Everything About Fiction You Never Wanted to Know.

So someone's sitting down to watch something, say a basketball game or a movie. Mostly likely, he'll end up missing it entirely, especially after saying he's hoping not to miss a minute of it (see Tempting Fate). Or maybe he misses just the most important part (like The Summation of a mystery, or a major reveal in a Soap Opera) because of a special report. An alternate variation is for a character to miss it, but to have thought ahead and taped or Ti Vo'd it—and then for a friend or coworker to spoil it for them.

May be done to the audience through Fight Unscene or Relax-O-Vision.

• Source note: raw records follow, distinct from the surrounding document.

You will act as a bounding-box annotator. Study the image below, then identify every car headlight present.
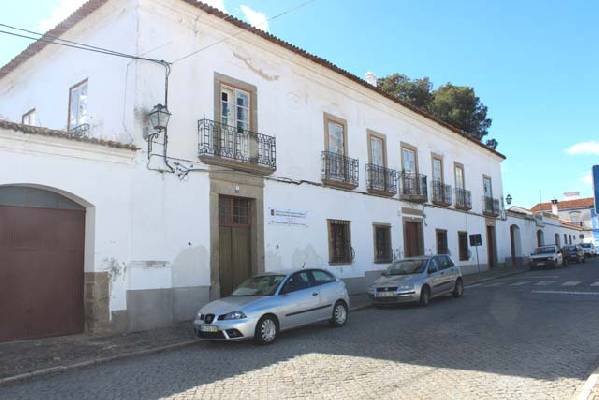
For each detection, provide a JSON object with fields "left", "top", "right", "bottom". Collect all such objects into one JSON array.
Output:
[{"left": 218, "top": 311, "right": 247, "bottom": 320}]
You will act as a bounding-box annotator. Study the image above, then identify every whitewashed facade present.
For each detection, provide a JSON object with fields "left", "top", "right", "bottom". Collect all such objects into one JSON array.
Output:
[{"left": 0, "top": 0, "right": 574, "bottom": 330}]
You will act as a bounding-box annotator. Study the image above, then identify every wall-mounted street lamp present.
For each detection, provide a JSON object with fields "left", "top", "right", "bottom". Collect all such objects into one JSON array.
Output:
[{"left": 148, "top": 104, "right": 171, "bottom": 132}]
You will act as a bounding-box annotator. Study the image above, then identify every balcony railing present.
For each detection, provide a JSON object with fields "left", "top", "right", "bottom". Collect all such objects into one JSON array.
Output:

Examples of Missing the Good Stuff include:

Comic Books

  • Wolverine tries to watch a hockey game in an issue of Wolverine: First Class. When robots from the Danger Room go rogue, he alters his catchphrase to suit the occasion: "I'm the best there is at what I do. And what I do...is watch hockey! When I want to! For as long as I want to! It's my moral right as a Canadian." Just as he gets back to the game after taking care of the robots, the TV is destroyed. Needless to say, he is very upset.
  • Variation in Ultimate Spider-Man. Spider-Man spends the whole issue trying to get out of school to fight Rhino, running into everybody he can along the way. When he finally gets there, Iron Man already came and took care of it.

Film

  • The Truman Show pulls this on the viewer. The movie ends when the fictional reality show does, as Truman goes into a door that leads beyond the range of The Director's cameras - just before he's reunited with a girl who played a large role in inspiring him to leave.
  • In the finale of another Jim Carrey movie, The Cable Guy, the borderline Ax Crazy, television-obsessed title character tries to make a Heroic Sacrifice by diving onto to the antenna of the local cable companies' satellite dish from a great height in order to "kill the babysitter". (It makes slightly more sense in context.) The interruption of service this causes just happens to correspond to the exact moment when the verdict in a media circus trial is announced on live television.
  • A young Amelie (from the French film of the same name) gets her revenge on an unpleasant neighbor by sneaking onto his roof with a portable radio during an important soccer match and pulling the plug on his TV antenna whenever a goal is about to be scored.
  • In The Movie of The Odd Couple, Oscar is watching a Mets/Pirates game from the press box when Felix phones to tell him not to have any hot dogs at the game because he's making franks and beans for dinner. Oscar misses seeing Bill Mazeroski hit into a triple play as a result of this.
    • Another example from the TV adaption appears below.
  • Subverted in Spike Lee's Crooklyn: when given the choice between seeing his father's piano recital or going to see the Knicks play in the NBA Finals, Clinton decides to go to the game. However, when he arrives home to meet his family, he's clearly dejected and guilty that he didn't get to see his father's show, even though the Knicks won the Finals that night.
  • In Air Force One the President has taped a football game because he is just too busy to see it. Naturally, someone has to spoil the ending.
  • Played with in Good Will Hunting. Robin Williams' character missed Game 6 of the 1975 World Series because he gave up a ticket to try to pick up a girl at a bar. The game turned out to be one of the greatest in baseball history, but the girl eventually married him, so he didn't regret a thing.

Live Action TV

  • Newhart: Dick and Joanna are both sick in bed, arguing over whether to watch her soap opera or his basketball game. Their fight over the remote causes him to miss a key play and her to miss a character's long-secret identity. A character in the soap even says, "Now that you've told me, we'll never speak of it again."
  • In the Doctor Who episode "The Runaway Bride", Donna reveals that she missed two previous alien invasions (the Sycorax in "The Christmas Invasion" and the Cybermen in "Army of Ghosts") because she was respectively hungover and scuba diving in Spain.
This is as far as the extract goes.